Heatwave hazard assessment using EuroHEAT methodology#

Description of the assessment#

Heatwave based on the EuroHEAT project approach#

The heatwave hazard assessment presented in this page is directly based on an existing dataset of heat wave days on CDS. You can also view these results directly on the CDS using an application that shows aggregated results for the NUTS3 administrative regions. This notebook provides an example on how to extract this data for any grid cell of the dataset (resolution of 12 x 12km) in the EU.

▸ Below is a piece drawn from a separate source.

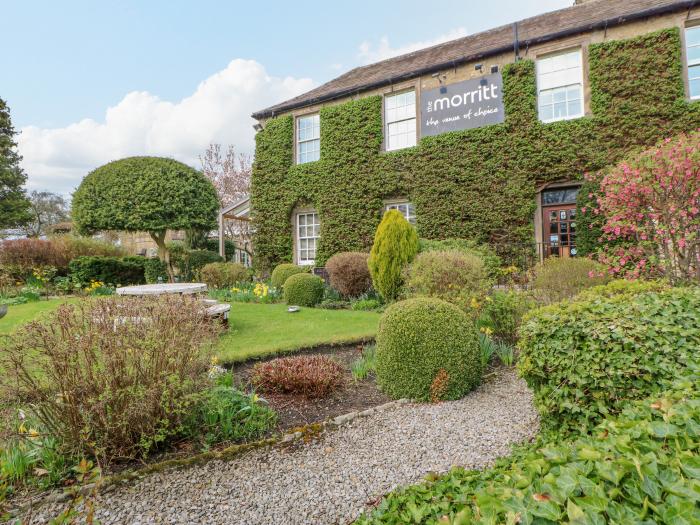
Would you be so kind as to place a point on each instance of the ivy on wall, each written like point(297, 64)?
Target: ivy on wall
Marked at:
point(477, 184)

Methodology is based on the EuroHEAT project (source) with two options for defining heatwaves:

  • Health-related EU-wide definition: for the summer period of June to August, heat waves were defined as days in which the maximum apparent temperature (Tappmax) exceeds the threshold (90th percentile of Tappmax for each month) and the minimum temperature (Tmin) exceeds its threshold (90th percentile of Tmin for each month) for at least two days. The apparent temperature is a measure of relative discomfort due to combined heat and high humidity, developed based on physiological studies on evaporative skin cooling. It can be calculated as a combination of air and dew point temperature.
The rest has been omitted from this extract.